One area that is pretty consistent is that ASHA recommends, and most states require, that if you are going to be supervising, you need to have had your Certificate of Clinical Competency (CCC) for at least two years. Some states require a third year, but the rule of thumb is that at least two years with your CCC is what most states are looking for before they permit you to supervise an SLPA.

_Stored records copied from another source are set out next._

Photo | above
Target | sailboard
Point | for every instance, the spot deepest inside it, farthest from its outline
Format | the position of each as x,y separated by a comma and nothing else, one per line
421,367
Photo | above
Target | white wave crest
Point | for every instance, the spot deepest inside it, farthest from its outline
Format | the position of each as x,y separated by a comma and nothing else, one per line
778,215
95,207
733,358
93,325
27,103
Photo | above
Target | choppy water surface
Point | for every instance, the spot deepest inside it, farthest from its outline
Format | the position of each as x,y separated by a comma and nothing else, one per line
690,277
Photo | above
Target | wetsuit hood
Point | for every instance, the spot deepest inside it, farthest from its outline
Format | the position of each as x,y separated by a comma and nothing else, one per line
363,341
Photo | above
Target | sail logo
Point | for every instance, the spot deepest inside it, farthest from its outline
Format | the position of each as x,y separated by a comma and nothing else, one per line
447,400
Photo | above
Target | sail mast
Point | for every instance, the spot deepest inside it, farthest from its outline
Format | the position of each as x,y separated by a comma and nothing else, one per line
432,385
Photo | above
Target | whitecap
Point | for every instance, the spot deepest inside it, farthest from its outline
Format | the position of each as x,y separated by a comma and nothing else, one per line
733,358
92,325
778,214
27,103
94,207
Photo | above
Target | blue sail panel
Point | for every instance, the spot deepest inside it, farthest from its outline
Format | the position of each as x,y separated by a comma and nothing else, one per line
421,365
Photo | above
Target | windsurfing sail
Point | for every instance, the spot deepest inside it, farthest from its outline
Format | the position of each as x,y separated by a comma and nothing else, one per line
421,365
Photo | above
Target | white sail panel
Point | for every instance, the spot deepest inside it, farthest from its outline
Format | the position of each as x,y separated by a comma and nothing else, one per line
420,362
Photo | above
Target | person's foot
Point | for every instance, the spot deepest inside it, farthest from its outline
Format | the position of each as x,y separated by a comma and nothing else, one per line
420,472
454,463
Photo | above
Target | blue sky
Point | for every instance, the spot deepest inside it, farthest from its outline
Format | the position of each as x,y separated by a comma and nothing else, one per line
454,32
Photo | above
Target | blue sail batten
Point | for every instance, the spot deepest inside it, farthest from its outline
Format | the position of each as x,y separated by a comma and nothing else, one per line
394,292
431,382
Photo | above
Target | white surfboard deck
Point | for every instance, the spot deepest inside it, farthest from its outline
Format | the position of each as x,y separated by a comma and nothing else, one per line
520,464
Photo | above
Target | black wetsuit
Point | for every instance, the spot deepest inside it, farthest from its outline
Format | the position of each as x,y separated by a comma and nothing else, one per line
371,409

In the interest of full transparency, I will tell you that I had not had my CCC for even a full year when I began supervising. Missouri did not have any requirement related to this, and I had the opportunity to supervise in my previous career, but I had not had my CCC for two years when I started. In hindsight, I think this is a very important and valid aspect of what ASHA is recommending; there is good reason for it. Here is an example of why. One of my first implementers was great, and we worked well together. She was new, but everything was going great. One morning she said, “We have a new student.” She had put together the student file with the individualized education program (IEP), and everything looked good. Keep in mind, I had not had my CCC for even a year yet. I brought the student in to do a screening and I noticed nasality, so I took a peek in the student's mouth, and I noticed the largest bifid uvula I have ever seen. I did not have a lot of experience yet. I had seen them in books and videos, but I thought, “This is a great teaching moment.” So I called the implementer over and I put the tongue depressor in the student's mouth. The implementer took one look, ran from the room and proceeded to get sick in the hallway.
What I learned from that teachable moment was that, first of all, not everybody is that excited about a bifid uvula. The second thing I learned was that you cannot bring them along faster than they are ready. If I had had more experience, I would have recognized that. I would have known that the strength of the leader does indeed determine the speed of the pack, but you cannot increase their speed just because you think it is time. So it was a very teachable moment, and one that has stuck with me for many, many years.